Procedures with small numbers have been removed
A large part of this project that I generally didn’t account for has been managing the queries to the SUS database. Trimming the query down to fewer fields (for example dropping procedure codes past the 10th due to the small number of patients this affects), creating more efficient joins and creating stored procedures the tool calls were all important parts of reducing the load times from 5 minutes (!) to around 30 seconds. This has allowed small changes to be made to the query (adding/removing diagnosis codes etc.) without having to worry about the massive amount of time that would be wasted waiting for the data to be passed to the tool.
As the tool increased in complexity it was also important to create modules of functions to be called upon within the notebook environment – to abstract the complexity and reduce the cognitive load on the user when making small changes to the tool. It required breaking down the actions carried out in each cell into functions; working out where similar functions existed and then slightly adjusting those similar functions or their outputs to work for all the required cells. I used Visual Studio Code as my editor of choice for writing the .py files that housed the functions, but any text editor or IDE would suffice. Here are some examples of the functions that were created; functions for producing each of the types of visualisation used in the tool; functions for calling SQL queries; functions for transforming the data into contingency tables and functions for enabling suppression of small numbers from outputs.
def ClusteredBarChart(data: pd.DataFrame, indicatorCol: str, descCol: str, x_Sort: list, indicatorTitle=''): ''' The standard clustered bar chart showing the chosen CCG against the best 5 or similar 10.''' chart = alt.Chart(data[data['Include'] == 1]).mark_bar(stroke='transparent').encode( x = alt.X('variable:N', axis = alt.Axis(title=''), sort=x_Sort), y = alt.Y('value:Q', axis = alt.Axis(title='% of Patients', format='.0%')), color= alt.Color('variable:N', legend = alt.Legend(title = ''), sort=x_Sort), column=alt.Column(indicatorCol, type='nominal', title=indicatorTitle), tooltip=[alt.Tooltip(field='value', type='quantitative', title='% of Patients', format='.2%'), 'Counts', descCol] ).configure_view( stroke ='transparent' ) return chart
An example of a function used to produce visualisations in the tool, making use of the Altair package.

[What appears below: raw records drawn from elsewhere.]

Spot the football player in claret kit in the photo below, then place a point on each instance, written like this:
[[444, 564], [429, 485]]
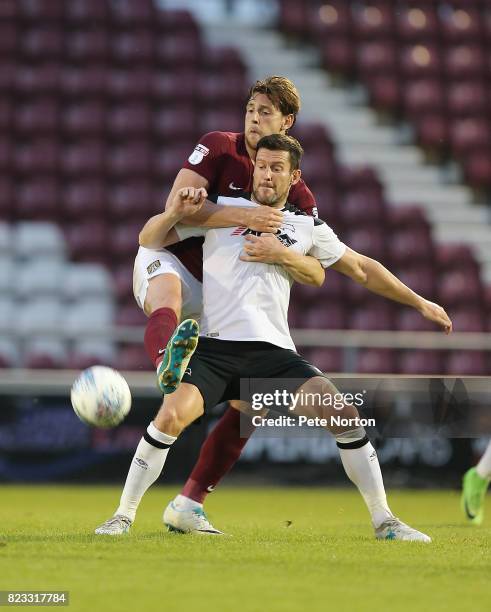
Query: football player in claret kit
[[167, 283], [245, 332]]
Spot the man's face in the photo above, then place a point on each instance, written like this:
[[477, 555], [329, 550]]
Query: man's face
[[263, 119], [273, 177]]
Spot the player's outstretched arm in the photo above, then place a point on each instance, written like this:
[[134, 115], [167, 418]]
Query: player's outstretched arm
[[375, 277], [268, 249], [159, 230]]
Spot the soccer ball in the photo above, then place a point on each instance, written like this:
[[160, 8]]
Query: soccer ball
[[101, 397]]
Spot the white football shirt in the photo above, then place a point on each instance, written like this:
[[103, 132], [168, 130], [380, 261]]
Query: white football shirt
[[248, 300]]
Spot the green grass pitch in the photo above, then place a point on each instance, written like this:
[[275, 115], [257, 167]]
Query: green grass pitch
[[288, 550]]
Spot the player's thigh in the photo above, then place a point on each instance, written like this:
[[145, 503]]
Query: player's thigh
[[161, 281], [179, 409], [319, 397]]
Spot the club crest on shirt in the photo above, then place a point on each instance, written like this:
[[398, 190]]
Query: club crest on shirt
[[198, 154], [155, 265]]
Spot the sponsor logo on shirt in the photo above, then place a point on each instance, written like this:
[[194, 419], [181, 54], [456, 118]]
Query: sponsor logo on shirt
[[196, 157], [155, 265]]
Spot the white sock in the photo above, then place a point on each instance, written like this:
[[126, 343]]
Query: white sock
[[185, 503], [145, 468], [483, 468], [362, 468]]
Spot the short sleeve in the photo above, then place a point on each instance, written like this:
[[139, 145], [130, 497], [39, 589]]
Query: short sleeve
[[326, 246], [188, 231], [208, 154], [301, 197]]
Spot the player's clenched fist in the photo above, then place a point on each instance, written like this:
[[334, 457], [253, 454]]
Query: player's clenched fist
[[265, 219], [188, 201], [435, 313]]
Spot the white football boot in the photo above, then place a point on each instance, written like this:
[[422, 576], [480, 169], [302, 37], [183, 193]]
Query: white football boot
[[116, 525]]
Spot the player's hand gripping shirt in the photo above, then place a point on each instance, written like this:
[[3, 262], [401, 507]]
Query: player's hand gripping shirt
[[249, 300], [222, 159]]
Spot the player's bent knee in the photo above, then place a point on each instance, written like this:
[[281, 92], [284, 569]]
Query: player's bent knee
[[164, 291]]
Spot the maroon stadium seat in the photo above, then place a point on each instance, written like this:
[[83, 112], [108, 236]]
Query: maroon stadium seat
[[326, 359], [8, 39], [178, 52], [173, 122], [467, 319], [37, 198], [128, 84], [134, 47], [468, 363], [128, 13], [424, 96], [421, 362], [84, 119], [420, 61], [38, 156], [39, 11], [375, 361], [129, 121], [410, 246], [41, 43], [471, 134], [36, 80], [131, 159], [379, 317], [85, 46], [462, 24], [87, 157], [37, 117], [88, 12], [85, 199], [468, 99], [417, 23], [465, 62], [131, 200], [83, 81], [88, 241]]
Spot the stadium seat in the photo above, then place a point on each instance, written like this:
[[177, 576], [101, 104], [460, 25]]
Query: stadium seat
[[421, 362], [37, 239], [40, 116], [86, 281], [375, 361], [417, 23], [45, 353], [85, 46], [40, 278], [9, 353], [40, 316], [85, 199], [468, 363], [328, 360], [88, 12], [84, 119], [80, 82], [37, 199], [86, 353]]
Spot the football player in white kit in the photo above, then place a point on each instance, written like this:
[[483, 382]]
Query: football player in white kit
[[244, 331]]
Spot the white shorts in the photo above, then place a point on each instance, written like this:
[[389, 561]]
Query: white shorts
[[150, 263]]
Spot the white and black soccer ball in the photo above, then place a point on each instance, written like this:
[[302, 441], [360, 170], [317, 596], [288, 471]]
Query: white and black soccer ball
[[101, 397]]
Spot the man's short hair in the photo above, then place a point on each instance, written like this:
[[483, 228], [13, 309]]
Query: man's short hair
[[282, 142], [282, 93]]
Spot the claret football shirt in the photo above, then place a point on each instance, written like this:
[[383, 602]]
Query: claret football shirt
[[222, 159], [249, 300]]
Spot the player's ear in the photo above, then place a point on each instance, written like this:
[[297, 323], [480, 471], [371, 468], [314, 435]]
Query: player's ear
[[288, 122], [295, 177]]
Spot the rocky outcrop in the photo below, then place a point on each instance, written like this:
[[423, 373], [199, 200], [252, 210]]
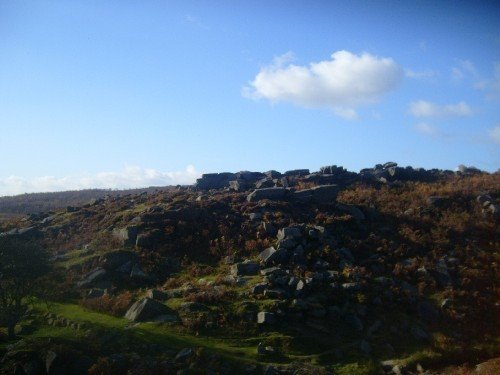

I’ve looked into other techniques that we may be able to use in the future; my favourite of the techniques so far has been clustering using K-prototypes, a technique combining the K-means and K-modes methods for clustering data. K-prototypes would be needed due to the mix of categorical (e.g. operation status and procedures carried out) and continuous variables (e.g. the patient’s distance from provider and their length of stay). The package needed to do this type of analysis in python is kmodes. Unfortunately, I’ve moved roles recently so won’t be able to work on this myself – but hopefully this will be able to be implemented by my colleagues when they get the time to work out the code base!